At that stage, I had never surfed and his following descriptions seemed so vivid and pure:

“It feels like being in a tree and getting blown all around.”

“It feels like the window blinds when you let go and it flies up really fast.”

“It feels like riding on a bird.”

“It feels like you’re running away from a car going really fast.”

Now we are a surfing family with some of our best times together spent waiting for and chasing waves.

“Mum, you dropped in on me,” my daughter will admonish me some days as if she hasn’t caught a thousand more waves than me in her life. My son takes wave after wave as I paddle onto another face only to be brushed off by a 12-year-old.

I am a late starter. A post-forty mum in a steamer. A few Christmases ago, the kids and bloke got me a sealed, long sleeve, long leg wetsuit. Some days I come out of the water and my bathers are still half dry underneath. It’s a revelation.

But the greatest revelation is the sense of happiness mixed with calm and exhilaration, all brought on by floating on my fiberglass 7’4″ and scanning the horizon for waves. Some days it’s grey and the sky looms heavy above us. Rain falls with slow drops, but on those days the waves are clean and uncrowded, and the four of us surf til we are too tired to push ourselves up, then run for the carpark as the storm breaks.

Other days, we might fight for space at a popular point break, watching hipsters and old dudes catch multiple waves on their longboards in the warm NSW coastal water. Or we go further afield while camping and surf our biggest waves ever, finishing off with wipeouts, a campfire, and a sausage.

Initiatives in the UK have explored the benefits of surfing for those suffering depression or low self-esteem, with programs focusing on disadvantaged kids. While the data cannot claim direct effect, researchers do talk about the feelings of stoke — that feeling of physical and spiritual life-force recharging us. New York scientist Zenven Wu, in an interview with Tim Baker, links stoke to the negative ions formed through the interaction between water and oxygen, for example, breaking waves. Negative ions are said to help elevate mood and produce increased serotonin levels.
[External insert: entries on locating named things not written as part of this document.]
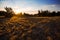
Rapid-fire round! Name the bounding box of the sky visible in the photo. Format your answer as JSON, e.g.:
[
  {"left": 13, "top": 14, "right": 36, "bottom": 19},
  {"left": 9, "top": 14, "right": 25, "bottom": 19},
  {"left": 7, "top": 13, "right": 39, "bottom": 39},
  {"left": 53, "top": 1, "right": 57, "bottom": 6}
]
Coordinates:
[{"left": 0, "top": 0, "right": 60, "bottom": 14}]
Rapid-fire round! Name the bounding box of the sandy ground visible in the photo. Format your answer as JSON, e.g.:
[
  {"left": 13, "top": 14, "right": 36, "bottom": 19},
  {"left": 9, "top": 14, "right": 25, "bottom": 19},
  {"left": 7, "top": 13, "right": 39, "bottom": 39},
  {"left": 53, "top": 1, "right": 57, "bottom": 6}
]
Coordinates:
[{"left": 0, "top": 16, "right": 60, "bottom": 40}]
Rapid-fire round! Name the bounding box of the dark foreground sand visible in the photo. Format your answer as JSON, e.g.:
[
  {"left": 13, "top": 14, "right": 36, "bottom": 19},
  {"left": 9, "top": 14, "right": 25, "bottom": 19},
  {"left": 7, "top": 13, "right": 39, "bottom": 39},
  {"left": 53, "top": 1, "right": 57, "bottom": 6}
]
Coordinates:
[{"left": 0, "top": 17, "right": 60, "bottom": 40}]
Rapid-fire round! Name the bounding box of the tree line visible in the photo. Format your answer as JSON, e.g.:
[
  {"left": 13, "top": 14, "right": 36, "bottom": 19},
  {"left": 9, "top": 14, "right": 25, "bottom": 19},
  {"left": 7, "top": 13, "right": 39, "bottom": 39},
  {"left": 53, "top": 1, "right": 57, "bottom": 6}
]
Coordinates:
[{"left": 0, "top": 7, "right": 60, "bottom": 17}]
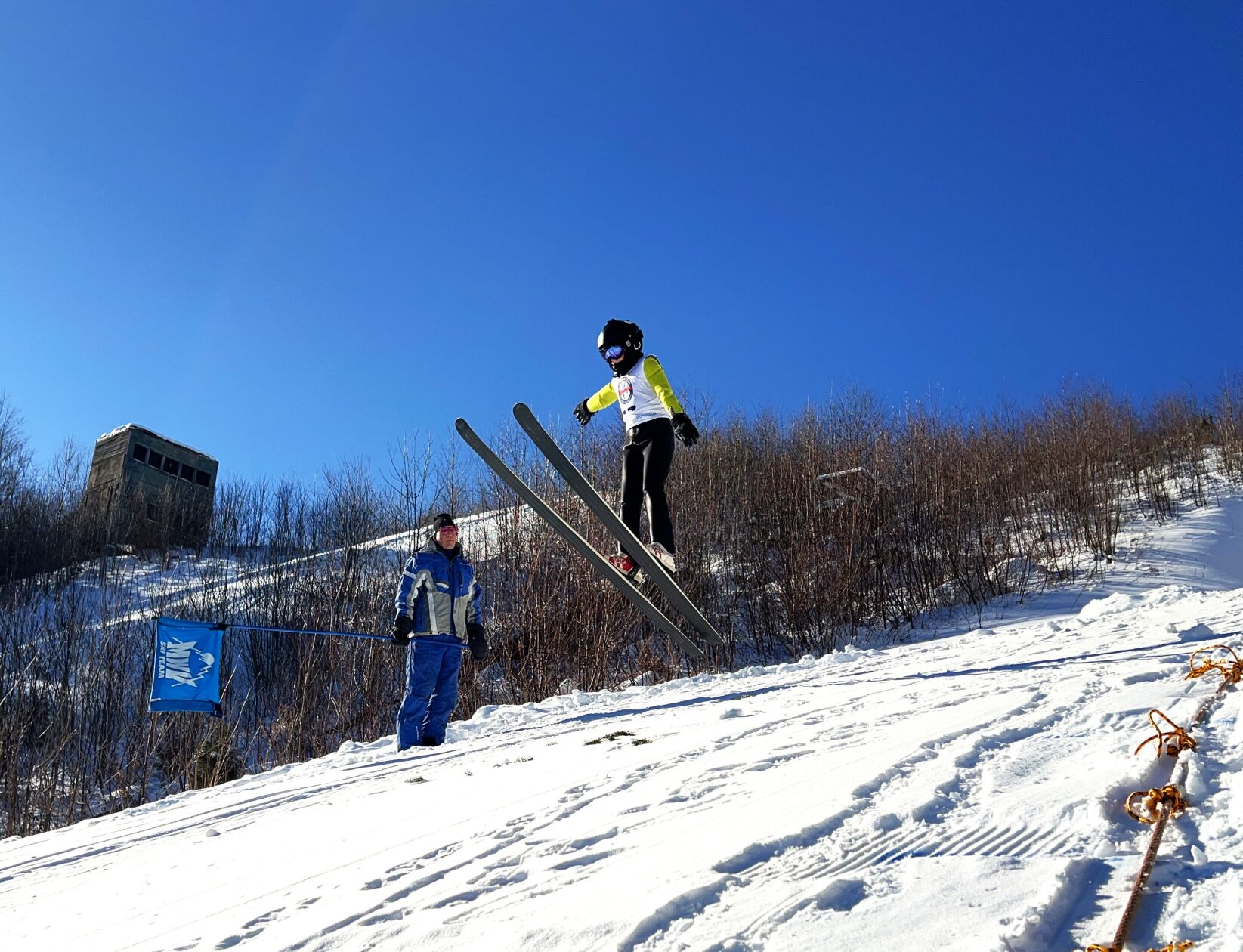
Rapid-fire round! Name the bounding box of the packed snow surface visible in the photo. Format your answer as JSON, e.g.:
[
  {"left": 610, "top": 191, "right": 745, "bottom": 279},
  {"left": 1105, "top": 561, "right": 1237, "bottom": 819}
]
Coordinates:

Closer to home, non-profits like One Wave depression, anxiety, and bipolar disorders. Their belief is that all it takes to give you hope is have that “feeling of being on a wave, letting everything go and enjoying the moment.”

And in my own experiences since that first time my five-year-old proclaimed he’d just ridden a tiger, I’ve learned that even the simple sound of water slapping at the base of my board is music to my ears. I know that being in the ocean brings a calm sense of contemplation mixed with fierce purpose. I’m not too fussed about getting the most waves — though my children are — I am just happy to be paddling, bobbing, striving, and sometimes flying.
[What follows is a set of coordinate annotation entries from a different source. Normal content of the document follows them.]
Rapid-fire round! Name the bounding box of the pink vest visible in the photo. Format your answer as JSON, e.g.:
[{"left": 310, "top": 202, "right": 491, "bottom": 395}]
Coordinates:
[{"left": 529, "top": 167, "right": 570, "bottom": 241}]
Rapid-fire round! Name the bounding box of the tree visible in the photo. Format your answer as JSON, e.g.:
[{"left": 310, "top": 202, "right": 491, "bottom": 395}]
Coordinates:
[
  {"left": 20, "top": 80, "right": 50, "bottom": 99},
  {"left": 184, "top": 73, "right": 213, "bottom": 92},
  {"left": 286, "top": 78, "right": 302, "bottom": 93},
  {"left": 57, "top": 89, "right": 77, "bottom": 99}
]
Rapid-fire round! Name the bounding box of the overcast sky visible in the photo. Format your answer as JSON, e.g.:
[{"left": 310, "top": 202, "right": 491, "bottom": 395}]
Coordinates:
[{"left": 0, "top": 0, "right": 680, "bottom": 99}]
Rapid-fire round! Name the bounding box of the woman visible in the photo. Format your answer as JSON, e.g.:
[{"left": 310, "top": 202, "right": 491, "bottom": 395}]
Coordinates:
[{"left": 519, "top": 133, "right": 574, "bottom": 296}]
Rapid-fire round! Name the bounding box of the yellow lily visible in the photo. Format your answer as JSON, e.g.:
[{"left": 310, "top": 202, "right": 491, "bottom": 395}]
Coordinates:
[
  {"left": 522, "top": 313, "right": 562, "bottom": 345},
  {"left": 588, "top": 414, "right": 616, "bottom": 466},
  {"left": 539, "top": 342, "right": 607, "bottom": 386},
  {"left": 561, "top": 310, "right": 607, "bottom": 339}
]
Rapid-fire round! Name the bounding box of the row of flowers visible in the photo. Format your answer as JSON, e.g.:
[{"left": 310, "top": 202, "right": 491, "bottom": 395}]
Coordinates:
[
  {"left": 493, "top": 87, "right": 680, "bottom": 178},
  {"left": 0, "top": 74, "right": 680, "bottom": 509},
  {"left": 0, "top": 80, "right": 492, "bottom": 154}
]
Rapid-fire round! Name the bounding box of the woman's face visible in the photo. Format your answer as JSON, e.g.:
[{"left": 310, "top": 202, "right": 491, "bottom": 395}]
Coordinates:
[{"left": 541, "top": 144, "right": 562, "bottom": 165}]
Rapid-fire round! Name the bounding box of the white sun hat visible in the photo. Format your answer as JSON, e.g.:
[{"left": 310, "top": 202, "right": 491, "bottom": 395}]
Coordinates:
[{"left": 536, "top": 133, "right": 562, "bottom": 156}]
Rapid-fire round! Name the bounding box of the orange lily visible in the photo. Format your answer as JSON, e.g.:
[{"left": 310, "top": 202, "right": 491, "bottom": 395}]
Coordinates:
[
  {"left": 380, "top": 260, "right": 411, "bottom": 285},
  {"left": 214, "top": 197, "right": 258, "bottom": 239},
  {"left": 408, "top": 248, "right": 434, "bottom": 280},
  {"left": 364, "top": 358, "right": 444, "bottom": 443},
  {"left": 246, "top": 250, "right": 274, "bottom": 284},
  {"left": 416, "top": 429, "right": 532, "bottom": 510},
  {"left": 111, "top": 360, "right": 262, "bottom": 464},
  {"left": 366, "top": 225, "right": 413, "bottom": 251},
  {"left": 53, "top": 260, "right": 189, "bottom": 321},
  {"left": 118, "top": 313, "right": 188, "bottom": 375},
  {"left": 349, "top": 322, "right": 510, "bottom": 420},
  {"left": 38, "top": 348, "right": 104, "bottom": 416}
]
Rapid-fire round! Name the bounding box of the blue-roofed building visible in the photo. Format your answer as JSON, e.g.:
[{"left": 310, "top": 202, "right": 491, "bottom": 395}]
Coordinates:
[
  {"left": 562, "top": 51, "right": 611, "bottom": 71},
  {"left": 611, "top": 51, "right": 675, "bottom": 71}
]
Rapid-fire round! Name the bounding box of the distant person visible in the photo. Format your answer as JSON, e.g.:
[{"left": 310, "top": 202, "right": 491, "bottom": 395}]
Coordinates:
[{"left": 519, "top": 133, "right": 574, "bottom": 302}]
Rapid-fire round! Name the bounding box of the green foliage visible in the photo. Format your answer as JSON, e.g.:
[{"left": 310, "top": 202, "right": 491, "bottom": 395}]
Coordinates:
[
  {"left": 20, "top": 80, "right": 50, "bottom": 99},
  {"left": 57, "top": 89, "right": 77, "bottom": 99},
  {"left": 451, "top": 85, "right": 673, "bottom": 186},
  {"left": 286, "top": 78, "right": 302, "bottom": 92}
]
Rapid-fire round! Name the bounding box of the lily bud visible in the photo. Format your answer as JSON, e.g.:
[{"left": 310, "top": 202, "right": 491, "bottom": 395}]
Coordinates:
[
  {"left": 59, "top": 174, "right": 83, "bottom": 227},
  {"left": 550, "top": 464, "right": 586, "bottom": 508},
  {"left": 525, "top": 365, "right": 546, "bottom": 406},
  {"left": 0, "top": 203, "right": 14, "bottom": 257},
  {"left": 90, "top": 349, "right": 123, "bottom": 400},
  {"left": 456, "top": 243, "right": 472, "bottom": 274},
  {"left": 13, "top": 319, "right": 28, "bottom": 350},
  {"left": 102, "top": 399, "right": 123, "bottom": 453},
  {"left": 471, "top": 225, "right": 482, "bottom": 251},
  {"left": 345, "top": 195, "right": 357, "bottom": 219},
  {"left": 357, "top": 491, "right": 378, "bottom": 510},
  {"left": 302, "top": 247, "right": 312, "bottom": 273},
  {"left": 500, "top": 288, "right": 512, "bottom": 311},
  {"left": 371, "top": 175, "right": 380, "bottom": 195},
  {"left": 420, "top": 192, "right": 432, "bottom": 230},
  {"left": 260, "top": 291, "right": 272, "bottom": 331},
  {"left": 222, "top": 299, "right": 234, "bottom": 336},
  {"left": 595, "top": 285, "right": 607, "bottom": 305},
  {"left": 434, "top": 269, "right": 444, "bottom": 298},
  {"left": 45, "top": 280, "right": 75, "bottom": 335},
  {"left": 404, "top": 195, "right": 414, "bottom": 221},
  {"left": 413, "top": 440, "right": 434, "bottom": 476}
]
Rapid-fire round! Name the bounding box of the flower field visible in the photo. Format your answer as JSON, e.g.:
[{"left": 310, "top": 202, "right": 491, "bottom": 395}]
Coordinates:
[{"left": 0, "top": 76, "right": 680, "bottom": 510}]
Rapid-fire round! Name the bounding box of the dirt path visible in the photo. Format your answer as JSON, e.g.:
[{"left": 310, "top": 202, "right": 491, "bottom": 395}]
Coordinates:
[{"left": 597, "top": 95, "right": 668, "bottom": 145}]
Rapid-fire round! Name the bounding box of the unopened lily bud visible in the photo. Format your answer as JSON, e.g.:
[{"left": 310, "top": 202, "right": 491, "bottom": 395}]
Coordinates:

When we think of the “Zen of Surfing,” the experience of riding the waves and dealing with chaos can help people manage the emotional challenges of life and death, or samsara. This is how I have felt recently, as I navigated the grief of my father’s death. As the horrendous hand of grief would come to strangle my throat and the fingers grab at my intestines, my mind would hold fast to the mantra “little waves, little waves.” It’s a call to calm that we have used with the kids over the years. It’s like breathing, the inevitable cycle of in and out, of the coming and the going, the push and the pull, the force and the froth, and the subsequent calm — we can make sense in these moments when we breathe through the turmoil and take off. Just like riding on the back of a bird.